A substantial section will be devoted to a “daisy chain” of photography: approximately 50 photographs spanning a wide range of periods, techniques, subjects, and styles forming a continuous sequence, each one linked to its neighbor by a different visual association―a detail, a formal echo, a surprising parallel.

A dozen additional photographs will be on view in the Ackland’s eight permanent collection galleries, juxtaposed in thought-provoking ways with African, Asian, and Western paintings, sculpture, and decorative arts.

Also on view: Adding to the Mix 8: William H. Mumler’s Mrs. W. H. Mumler, Clairvoyant Physician (1870s)
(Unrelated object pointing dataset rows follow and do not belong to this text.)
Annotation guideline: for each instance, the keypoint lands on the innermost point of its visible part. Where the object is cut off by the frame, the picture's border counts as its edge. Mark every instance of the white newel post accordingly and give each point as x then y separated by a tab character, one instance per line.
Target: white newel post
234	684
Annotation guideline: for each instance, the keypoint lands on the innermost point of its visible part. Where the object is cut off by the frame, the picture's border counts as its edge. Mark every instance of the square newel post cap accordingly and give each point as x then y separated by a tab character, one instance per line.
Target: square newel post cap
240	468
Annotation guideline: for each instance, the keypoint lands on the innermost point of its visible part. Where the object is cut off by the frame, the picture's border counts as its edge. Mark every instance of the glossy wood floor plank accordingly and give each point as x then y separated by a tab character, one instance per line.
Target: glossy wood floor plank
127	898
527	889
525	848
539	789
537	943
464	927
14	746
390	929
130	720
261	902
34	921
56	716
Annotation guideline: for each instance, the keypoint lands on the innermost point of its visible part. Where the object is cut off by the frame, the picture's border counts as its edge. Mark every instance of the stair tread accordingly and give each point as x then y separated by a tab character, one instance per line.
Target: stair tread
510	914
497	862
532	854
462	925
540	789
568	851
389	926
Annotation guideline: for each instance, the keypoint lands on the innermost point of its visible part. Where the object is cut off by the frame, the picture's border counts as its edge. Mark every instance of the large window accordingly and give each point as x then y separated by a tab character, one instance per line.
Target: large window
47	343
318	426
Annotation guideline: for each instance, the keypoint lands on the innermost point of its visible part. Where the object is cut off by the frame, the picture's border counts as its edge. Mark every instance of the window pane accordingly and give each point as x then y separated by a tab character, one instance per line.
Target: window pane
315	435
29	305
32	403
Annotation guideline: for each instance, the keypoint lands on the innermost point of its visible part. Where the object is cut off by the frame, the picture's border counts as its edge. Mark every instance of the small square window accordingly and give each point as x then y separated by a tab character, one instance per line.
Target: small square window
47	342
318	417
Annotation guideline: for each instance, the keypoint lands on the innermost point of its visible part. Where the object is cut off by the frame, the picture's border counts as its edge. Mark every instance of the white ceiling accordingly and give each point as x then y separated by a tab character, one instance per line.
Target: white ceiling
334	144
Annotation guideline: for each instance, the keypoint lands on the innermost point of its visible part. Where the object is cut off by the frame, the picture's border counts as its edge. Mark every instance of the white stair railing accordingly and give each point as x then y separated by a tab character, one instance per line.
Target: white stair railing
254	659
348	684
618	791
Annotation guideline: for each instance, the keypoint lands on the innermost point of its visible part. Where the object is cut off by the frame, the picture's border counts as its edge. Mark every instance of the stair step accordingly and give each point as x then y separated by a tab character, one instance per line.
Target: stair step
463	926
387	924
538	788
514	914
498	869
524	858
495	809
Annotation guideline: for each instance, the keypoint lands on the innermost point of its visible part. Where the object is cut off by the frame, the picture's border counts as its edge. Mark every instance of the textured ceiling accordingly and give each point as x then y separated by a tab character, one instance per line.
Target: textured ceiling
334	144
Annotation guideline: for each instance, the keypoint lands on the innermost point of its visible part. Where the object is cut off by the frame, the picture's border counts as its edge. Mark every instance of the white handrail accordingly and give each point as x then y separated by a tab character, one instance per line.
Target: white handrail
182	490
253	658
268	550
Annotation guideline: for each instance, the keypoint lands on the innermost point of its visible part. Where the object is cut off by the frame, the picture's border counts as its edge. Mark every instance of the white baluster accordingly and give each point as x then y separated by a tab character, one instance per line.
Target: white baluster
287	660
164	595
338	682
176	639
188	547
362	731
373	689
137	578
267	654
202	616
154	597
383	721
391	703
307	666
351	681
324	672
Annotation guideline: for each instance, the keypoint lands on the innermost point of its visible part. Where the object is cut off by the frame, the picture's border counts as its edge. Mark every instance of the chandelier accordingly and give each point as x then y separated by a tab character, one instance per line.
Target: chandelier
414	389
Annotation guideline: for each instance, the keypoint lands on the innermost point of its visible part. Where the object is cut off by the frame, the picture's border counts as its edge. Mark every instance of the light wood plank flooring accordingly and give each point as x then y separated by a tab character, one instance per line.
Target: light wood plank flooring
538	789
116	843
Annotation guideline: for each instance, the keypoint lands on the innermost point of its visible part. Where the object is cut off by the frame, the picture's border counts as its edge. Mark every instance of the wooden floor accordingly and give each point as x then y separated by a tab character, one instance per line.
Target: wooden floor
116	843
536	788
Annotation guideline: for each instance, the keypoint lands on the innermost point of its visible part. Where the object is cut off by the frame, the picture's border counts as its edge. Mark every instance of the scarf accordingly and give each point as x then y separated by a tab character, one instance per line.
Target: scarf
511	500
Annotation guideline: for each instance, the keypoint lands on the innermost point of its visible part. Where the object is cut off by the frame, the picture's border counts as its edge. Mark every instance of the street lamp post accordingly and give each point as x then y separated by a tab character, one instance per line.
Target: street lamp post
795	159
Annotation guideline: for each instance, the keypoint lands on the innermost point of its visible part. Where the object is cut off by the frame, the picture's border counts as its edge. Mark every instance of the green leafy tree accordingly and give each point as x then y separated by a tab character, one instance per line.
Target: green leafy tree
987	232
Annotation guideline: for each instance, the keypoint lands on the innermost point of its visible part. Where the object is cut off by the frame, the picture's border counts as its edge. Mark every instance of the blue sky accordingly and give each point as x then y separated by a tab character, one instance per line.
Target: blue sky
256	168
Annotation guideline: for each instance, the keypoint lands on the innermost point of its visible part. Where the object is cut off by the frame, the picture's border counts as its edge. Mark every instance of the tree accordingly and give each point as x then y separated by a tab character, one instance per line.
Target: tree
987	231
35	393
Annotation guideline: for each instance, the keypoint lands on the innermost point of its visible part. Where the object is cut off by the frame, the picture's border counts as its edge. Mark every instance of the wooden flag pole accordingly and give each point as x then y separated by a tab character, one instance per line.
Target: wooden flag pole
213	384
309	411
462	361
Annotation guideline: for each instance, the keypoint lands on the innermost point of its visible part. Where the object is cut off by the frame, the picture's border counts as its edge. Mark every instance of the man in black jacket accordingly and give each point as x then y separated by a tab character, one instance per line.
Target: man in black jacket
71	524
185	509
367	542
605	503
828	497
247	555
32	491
PhotoVision and its accompanying programming are made possible in part by the generous support of James Keith Brown and Eric Diefenbach, The Joseph F. McCrindle Foundation Endowment Fund for Conservation, Strowd Roses, Inc., and Classic.

PhotoVision is part of Click! Triangle Photography Festival, October 2014.ClickLogo

Image Credit: Pamela Singh, Indian, born 1962: Tantric Self-Portrait in Jaipur #1, 2000-2001; mixed-media photograph. © 2000-2001 Pamela Singh / Sepia International. Ackland Fund, 2005.1.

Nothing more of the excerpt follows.